Dernière publication sur Kreizarmor : Place Vendôme, haut lieu de l'indécence
babelouest
27 septembre, 2010 à 17:23
Eh ! Eh ! Puisque tu es tout près, monte donc sur l’Olympe, demander un coup de main aux dieux contre Toupty hi hi hi.
b.mode
27 septembre, 2010 à 18:10
jean claude ! c’est rectifié pour le fromager ! j’avais oublié de cocher une case !
suzanne bah oui nous on fait pas des articles sur les autres blogs, sauf quand ils sont bien
laetSgo
27 septembre, 2010 à 18:21
moi, me faire traiter d’extrême gôchissssse, ça me fait plutôt plaisir
la consécration serait d’être traitée d’anarcho-autonome ! (mais pas terroriste)
Didier Goux
27 septembre, 2010 à 19:40
Ben… je signale quand même que je n’avais fait que répondre à une question posée par M. Bégouin.

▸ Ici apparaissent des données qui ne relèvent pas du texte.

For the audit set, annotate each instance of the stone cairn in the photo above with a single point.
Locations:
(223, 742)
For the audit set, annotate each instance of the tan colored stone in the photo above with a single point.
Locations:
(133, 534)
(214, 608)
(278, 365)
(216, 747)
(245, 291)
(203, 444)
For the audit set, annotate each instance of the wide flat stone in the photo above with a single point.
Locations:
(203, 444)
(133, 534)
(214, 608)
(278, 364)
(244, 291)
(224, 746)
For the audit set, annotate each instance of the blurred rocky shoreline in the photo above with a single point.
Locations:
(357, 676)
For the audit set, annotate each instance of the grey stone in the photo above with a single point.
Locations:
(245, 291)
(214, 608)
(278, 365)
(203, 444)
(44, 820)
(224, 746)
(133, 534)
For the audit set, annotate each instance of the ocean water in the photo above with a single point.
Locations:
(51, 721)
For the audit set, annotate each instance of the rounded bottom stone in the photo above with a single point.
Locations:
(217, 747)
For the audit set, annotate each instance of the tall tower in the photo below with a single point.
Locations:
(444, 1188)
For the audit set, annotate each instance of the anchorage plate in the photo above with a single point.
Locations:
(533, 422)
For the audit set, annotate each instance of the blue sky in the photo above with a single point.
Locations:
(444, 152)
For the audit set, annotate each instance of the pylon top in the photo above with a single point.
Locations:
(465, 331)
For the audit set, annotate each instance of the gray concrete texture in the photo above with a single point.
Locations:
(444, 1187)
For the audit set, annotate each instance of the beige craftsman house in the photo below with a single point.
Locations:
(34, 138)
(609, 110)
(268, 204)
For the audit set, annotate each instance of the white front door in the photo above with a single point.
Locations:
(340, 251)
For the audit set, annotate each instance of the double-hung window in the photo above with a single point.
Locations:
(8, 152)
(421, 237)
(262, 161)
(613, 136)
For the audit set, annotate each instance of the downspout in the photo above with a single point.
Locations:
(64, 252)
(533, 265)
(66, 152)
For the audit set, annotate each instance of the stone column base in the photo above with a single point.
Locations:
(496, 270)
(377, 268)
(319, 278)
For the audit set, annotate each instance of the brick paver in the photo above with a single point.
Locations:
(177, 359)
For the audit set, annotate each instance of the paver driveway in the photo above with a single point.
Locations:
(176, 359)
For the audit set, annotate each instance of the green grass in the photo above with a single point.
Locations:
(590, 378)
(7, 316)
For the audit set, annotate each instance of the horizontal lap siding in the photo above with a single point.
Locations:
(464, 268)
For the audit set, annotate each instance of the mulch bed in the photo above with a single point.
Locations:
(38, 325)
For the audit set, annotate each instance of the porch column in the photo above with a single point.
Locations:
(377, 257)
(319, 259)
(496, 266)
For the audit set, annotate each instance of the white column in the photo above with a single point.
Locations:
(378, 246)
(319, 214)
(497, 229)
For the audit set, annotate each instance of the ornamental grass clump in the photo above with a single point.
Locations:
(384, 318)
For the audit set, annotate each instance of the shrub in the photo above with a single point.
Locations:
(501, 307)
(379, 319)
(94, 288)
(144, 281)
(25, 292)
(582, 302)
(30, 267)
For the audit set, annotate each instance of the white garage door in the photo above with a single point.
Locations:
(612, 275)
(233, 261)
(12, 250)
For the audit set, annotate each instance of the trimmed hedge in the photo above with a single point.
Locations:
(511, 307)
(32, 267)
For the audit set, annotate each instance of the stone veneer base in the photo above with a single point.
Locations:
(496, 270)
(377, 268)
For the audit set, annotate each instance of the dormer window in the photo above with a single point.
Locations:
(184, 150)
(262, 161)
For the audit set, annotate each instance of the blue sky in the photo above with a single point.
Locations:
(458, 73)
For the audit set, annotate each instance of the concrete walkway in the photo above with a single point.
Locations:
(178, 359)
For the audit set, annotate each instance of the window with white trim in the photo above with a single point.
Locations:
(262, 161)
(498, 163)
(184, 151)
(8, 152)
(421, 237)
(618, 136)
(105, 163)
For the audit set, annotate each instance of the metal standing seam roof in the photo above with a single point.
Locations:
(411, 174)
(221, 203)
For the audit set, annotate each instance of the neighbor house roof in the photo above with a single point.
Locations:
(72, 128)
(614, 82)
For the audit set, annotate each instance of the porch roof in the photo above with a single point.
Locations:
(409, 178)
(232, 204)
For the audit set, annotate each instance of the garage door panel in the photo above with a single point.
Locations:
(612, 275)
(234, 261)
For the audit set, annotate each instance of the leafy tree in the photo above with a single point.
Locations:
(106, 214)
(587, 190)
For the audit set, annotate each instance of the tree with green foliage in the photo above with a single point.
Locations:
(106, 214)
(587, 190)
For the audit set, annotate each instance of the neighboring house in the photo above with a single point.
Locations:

Laquelle n’était pas très « chargée » idéologiquement, non plus que ma réponse, toute en sobriété.
Suzanne
27 septembre, 2010 à 22:15
Bon bon bon, remplacer » vous n’avez pas ce travers déplaisant qu’ont bien des blogs de gauche extrême » par « vous n’avez pas ce travers déplaisant contrairement à bien des blogs de gauche extrême », voili.
« on fait pas des articles sur les autres blogs, sauf quand ils sont bien »
C’est ça, de subir l’affreuse influence de Didier Goux.
clomani
28 septembre, 2010 à 17:07
Salut à tous, j’ai mon portable et j’arrive donc à comprendre les questions posées par Windows, ce qui n’était pas le cas hieer…
Oui, il fait plutôt beau… je suis dans une station de la Macédoine -fin de saison-, station popu pour les gens de l’Eest, Polonais, Hongrois (pas rêver) etc. Il y a une grève générale dee 3 jours mais visiblement,ici, les commerçants commercent,toujours de mauvaise grace… on sentt qu’on les fait ch…
Sinon plage tous les jours, paas longtemps parce que le soleil tape tout de même un peu… moi je me réfugie à l’ombre après le bain et je me plonge dan sun bouquin sur le Rwanda/Congo du temps de Kabila père et kabila-fils… avec les tensions programmées par l »appétit des Tutsis rwandais pour les réserves du Congo… intéressant.
Sinon un bonjour de mer Egée pour tous.